Xi’an builds testing center at airport after international arrivals diverted from Beijing
Published: Mar 23, 2020 08:58 PM

Customs officers inspect an inbound flight at the Capital International Airport in Beijing, capital of China, March 18, 2020. (Xinhua/Chen Zhonghao)

Xi'an in Northwest China's Shaanxi Province has built a nucleic acid testing center that can process 3,000 passengers a day at its airport amid pressure brought by imported COVID-19 cases, after it was designated to receive international flights destined for Beijing.

The Xi'an government allocated 30 container houses and dispatched medical professionals overnight to screen international arrivals at the airport, according to a Monday government press conference on the city's epidemic prevention and control. 

The city also plans to expand its transit center by 7,000 square meters to hold passengers waiting for transfer and following quarantine procedures. The new center will be divided into a waiting zone, buffer zone and testing zone, will be equipped with Wi-Fi and offer water and simple food. Construction is expected to be completed in seven days.

Xi'an is one of the 12 cities designated to receive international flights diverted from Beijing; others include Taiyuan in North China's Shanxi Province and Zhengzhou in Central China's Henan Province. 

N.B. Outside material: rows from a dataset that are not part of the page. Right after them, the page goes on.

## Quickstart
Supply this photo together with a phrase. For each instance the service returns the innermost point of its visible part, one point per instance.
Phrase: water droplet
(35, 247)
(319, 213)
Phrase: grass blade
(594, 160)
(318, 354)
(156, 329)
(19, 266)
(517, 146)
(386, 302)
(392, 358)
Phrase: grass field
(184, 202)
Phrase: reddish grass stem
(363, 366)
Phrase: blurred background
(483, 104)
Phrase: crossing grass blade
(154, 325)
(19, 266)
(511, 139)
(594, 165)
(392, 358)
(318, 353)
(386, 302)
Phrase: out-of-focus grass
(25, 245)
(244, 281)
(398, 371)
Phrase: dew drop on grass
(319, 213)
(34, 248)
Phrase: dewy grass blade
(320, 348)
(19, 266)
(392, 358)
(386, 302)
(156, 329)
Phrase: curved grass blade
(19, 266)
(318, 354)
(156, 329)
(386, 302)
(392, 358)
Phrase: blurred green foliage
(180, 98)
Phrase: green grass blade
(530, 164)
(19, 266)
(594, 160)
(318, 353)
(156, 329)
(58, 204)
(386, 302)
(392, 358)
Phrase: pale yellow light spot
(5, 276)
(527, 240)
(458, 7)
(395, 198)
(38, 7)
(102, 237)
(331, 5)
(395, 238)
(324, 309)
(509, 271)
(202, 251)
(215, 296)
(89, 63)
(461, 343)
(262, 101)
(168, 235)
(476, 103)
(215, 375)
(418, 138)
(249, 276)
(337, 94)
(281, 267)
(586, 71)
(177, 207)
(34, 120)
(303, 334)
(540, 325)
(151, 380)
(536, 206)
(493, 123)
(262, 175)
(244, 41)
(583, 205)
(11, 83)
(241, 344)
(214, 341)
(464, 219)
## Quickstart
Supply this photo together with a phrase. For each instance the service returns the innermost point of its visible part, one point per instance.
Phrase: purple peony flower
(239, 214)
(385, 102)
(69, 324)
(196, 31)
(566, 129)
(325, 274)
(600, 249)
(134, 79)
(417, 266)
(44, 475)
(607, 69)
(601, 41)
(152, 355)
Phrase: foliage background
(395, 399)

China's Civil Aviation Administration (CAAC) on Sunday required all international passengers to go through border control and undergo quarantine inspection in these 12 cities before heading to their final destination of Beijing.

Such method will help curb overseas infections from spreading in Beijing, guarantee the health and safety of international passengers heading for Beijing and improve the efficiency of border procedures, CAAC official Sun Shaohua said on Monday's press conference, noting Beijing has become a major battlefield to combat inflow infections amid overseas pandemic. 

Xi'an has arranged 30 interpreters to help clarify the epidemic-control process for international arrivals and allocated more than 500 hotel rooms as places for them to undergo medical observation. 

Analysts noted such move is necessary considering Beijing, as China's political center and an important economic hub, faces a large number of inbound visitors.

But cities receiving diverted flights must be extremely careful, as a minor gap in their work could put local people in great danger, because many of the 12 cities do not have rich medical resources or high administrative capabilities that can deal with a local small outbreak, a Beijing-based public health expert who requested anonymity told the Global Times on Monday. 

Beijing reported 15 imported cases from Sunday midnight to Monday noon, 12 from Spain, two from UK and one from Norway, taking the total to 122 in the city.